Food: I will feed my child. I do not need or want the school to think that it can force into my child’s body on the pretext of class programming hydrogenated fats, artificial colourings and flavourings, sugar, refined grains or any other concoction, no matter what (unless it wants to pay my medical and dental bills), whether for ‘rewards’, as part of curricular activities, or to introduce children to weird cuisine.

This has come to a head for my family when my child was excluded from food-in-class activities because of her medical dietary restrictions.
• She had to watch while toast was prepared and cut (this was to teach ‘quarters’) then consumed. Teachers: there are other ways of teaching ‘quarters’.
• She also had to resist a completely misguided parent who tried to force her to eat soup she’d prepared for the class. I mean resist. She was insisting that she consume something that was effectively poison for her, despite us advising the school of these needs. Happily she won and we were spared a visit to the children’s hospital that evening.

It has taken me a year for the school to understand its responsibility under the Disability Discrimination Act to not exclude from education programs on the basis of a disability (chronic illness in this case), while they kept pumping out the pointless food events (not Canteen, or other organised things that parents can manage, but ad hoc class based ‘surprises’).

I’d also suspect the food preparation environment in a class room, and a teacher’s capability to ensure food safety practices were used. Even restaurants have killed people with lapses here, so what’s the risk when amateurs tinker with food?

20110208

Smoking

No, not what you thought:

I was at an opening of a community centre on Aboriginal 'land' the other day.

We started with the silly hi to elders, then went into a smoking ceremony.

A smoking ceremony, it was explained, was to scare away the bad spirits and keep the good ones. How pathetic: I felt like asking how they knew the good spirits weren't scared of smoke, and the bad ones attracted, or how on earth smoke could affect spirits...and what were spirits anyway.

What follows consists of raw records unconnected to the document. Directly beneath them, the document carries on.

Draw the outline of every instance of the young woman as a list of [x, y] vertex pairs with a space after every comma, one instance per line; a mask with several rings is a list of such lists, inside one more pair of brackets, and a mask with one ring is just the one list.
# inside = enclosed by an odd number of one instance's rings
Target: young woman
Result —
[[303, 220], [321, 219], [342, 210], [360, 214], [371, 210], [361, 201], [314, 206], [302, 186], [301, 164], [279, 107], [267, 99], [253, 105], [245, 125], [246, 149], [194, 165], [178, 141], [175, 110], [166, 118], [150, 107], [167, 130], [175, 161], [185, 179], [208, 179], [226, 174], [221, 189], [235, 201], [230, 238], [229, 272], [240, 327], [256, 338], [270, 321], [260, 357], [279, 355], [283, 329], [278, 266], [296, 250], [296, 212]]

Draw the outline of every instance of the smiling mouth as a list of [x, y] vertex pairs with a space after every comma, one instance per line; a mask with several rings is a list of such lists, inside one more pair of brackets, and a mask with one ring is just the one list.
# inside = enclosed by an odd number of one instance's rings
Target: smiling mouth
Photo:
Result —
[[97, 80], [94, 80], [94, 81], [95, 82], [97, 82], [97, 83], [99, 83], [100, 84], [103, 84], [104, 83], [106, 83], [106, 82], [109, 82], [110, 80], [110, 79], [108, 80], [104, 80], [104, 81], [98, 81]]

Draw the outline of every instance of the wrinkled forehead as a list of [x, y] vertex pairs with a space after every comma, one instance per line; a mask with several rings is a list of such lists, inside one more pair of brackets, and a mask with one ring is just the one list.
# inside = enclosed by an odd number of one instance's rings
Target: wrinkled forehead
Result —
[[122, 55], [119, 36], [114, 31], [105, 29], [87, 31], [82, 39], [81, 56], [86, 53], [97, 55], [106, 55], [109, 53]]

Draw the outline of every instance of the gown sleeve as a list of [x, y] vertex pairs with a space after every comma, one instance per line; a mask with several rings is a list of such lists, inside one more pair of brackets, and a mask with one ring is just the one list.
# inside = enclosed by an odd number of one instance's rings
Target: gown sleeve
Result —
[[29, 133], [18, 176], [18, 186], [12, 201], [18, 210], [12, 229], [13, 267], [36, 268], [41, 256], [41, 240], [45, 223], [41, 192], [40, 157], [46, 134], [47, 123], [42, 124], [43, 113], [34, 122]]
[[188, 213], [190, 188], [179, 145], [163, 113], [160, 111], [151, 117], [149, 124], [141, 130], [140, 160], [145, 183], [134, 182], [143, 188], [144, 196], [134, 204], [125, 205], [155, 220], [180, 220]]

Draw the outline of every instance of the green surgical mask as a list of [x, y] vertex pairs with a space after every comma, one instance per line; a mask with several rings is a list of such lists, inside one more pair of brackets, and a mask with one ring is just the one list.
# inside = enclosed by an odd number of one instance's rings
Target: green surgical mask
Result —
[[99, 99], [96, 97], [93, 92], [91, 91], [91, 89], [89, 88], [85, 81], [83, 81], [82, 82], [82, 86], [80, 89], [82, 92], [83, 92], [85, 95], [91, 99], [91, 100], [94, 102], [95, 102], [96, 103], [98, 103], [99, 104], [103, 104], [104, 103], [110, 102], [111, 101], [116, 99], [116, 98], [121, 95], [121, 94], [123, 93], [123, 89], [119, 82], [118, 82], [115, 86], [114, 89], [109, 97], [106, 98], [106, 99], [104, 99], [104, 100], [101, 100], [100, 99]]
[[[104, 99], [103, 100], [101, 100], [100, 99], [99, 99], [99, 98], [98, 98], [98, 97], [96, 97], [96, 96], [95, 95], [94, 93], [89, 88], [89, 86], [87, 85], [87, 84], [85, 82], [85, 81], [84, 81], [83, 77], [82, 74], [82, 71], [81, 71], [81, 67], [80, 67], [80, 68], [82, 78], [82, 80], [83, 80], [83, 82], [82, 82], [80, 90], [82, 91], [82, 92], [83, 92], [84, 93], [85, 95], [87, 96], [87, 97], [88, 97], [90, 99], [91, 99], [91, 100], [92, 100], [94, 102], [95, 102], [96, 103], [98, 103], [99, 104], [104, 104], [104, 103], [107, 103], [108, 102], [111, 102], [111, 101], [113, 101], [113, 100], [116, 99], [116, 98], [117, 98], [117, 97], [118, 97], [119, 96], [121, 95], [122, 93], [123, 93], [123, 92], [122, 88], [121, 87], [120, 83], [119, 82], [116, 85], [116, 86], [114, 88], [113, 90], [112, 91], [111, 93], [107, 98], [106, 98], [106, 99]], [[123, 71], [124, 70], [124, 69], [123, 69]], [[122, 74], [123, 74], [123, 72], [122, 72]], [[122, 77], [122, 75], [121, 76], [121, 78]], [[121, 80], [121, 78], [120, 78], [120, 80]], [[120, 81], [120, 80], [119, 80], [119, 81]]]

How gullible Australians are to tolerate such stone age bullsh~t: and why does the government allow itself to support these weird religious practices: maybe someone should take them to the High Court and put a stop to the timewasting sop to primatives.

20110202

Family Homework Policy

As we approach the new school year, its time to review your family education policies. You don't have any? Well, maybe you should. The school you send your children to will, so you may as well too.

If you’re lucky, the school will have a homework policy. Odds on it is not going to be family friendly.

Given that traditional homework in infants and primary school brings no benefits (see Kohn’s website and books), and is of dubious use in high school, here is a policy that you can share with the school, right after they share their non-evidence-based ‘that’s the way we do things’ policy with you.

Family Homework Policy

1. There will be no routine assigned homework.

2. If there is homework, the [name] family will not support it being marked.

3. If there is homework, it will take second place to:
a) enjoyable afternoons for children
b) stress free afternoons and dinner times for family, and
c) peaceful evenings when we can read together, play games, explore questions of genuine and productive interest

4. If there is homework, we are not either trained or paid to be teachers, we use the school for that service, so we won’t be participating as proxy supervisors: if professionals can’t get learning to happen in school, we’ve got no chance.

5. Homework will not be attempted if the child is:
a) tired
b) frustrated with it (because there’s no benefit)
c) not getting anything out of it intrinsically
d) able to do it easily (because there’s no point)

5. If homework doesn’t get done, we’ll write a note to say that we had better things to do.

The basis for this policy is:

If the child cannot complete the homework through lack of understanding then it has no benefit.

If the child can easily complete the homework because they understand the work, it has no purpose.

If the child can move through the homework albeit finds it challenging, there’s no teacher to gauge the learning, so it has no educational point.

If they mark the homework, it's not educational, but a ratings contest. Better for the teacher to work with a child on their areas of difficulty...which they would have picked up if they'd bother to do the work in class.

The school has the child for 30 hours a week. If it cannot manage to stimulate, excite and encourage learning in this period, then it certainly is not going to intrude on family time for no compensating benefit, value or real educational purpose.